Hmm I think I'm insane

ShadowCookie

Active member
I keep on wishing for bad stuff happening to me and I don't know why because I don't want any of this stuff to happen to me, and it's hard to get them out of my head. it doesn't seem normal and it scares me:confused: any advice at all

feel free to move this if it's in wrong place
 

zlench

Well-known member
I get that all I get is the bad stuff in my head most of the time I can never get rid of it either. I try to think of the positve stuff in my life although it has got a bit better lately but I still remember all the **** stuff in my life.
 

DillJenkins

Well-known member
I have good news: your definitely not insane. Persons who are truly insane do not know this and cant even understand the concept of insanity.

It sounds more like your depressed cause you wish for bad things to happen to you.
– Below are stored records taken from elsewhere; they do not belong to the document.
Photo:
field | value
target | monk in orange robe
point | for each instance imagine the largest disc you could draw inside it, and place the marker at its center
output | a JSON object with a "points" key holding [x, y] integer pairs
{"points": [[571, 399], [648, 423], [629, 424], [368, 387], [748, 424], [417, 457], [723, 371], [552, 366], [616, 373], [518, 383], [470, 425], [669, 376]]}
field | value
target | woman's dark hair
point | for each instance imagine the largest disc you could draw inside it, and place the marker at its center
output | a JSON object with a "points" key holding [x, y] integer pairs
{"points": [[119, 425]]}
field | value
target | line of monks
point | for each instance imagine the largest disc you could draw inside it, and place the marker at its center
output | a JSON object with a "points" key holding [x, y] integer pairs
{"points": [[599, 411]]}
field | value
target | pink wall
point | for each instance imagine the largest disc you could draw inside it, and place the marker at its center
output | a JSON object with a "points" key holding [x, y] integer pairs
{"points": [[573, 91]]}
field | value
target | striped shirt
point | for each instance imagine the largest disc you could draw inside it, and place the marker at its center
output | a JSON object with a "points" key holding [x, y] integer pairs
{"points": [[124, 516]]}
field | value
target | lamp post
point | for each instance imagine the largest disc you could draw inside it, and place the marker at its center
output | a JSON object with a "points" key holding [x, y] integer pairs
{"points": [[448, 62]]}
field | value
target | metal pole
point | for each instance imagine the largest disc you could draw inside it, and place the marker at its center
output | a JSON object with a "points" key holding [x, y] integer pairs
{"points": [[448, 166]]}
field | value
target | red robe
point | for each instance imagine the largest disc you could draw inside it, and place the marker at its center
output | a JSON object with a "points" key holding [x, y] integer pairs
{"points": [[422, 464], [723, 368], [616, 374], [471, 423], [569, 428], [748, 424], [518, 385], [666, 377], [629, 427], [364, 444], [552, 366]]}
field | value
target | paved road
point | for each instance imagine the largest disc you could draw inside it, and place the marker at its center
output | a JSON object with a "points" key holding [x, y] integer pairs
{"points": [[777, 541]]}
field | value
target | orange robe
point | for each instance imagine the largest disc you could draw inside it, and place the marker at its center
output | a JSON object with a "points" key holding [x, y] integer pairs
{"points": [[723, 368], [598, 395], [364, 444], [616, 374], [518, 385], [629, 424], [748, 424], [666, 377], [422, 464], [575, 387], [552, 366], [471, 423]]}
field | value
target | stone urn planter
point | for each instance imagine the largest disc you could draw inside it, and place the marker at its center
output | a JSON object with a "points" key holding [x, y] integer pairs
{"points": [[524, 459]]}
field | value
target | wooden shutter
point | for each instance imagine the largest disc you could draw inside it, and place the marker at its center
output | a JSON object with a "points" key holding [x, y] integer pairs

Could you be a bit more specific aboot the bad things you wish to happen? This could potentially be related to psychosis depending on the content of the "bad things".

Also it seems like you have an obsessive mind if you try to get the thoughts out of your mind but cannot.

My advice is to see a doctor aboot this and get on some medicine. Also if you can afford it, go see a therapist.
 

Richey

Well-known member
yeh i think that if i have had an uneventful day where i didnt get much done or i've arrived home from work and felt i didnt make an impression or i just bored people then i start to imagine myself walking up to a hanging rope and i hold the noose, as if im about to hang myself, often i imagine myself holding a gun to my head too. wird because i'm not violent but i think its more just that feeling of wanting to leave the world for a bit or another way of expressing a desire to escape from my problems and possibly fleeting feelings of self hatred etc all that messy business.
 

hoddesdon

Well-known member
Actually, there was a time some time ago when I had the same idea, but was told by a Professor of Psychology that it is not true.
 

LockieKermit

Well-known member
maybe...but if hes always thinking about it, and there horrible thoughts, and that scares him...he could be Pure-O or OCD which means he's not going insane.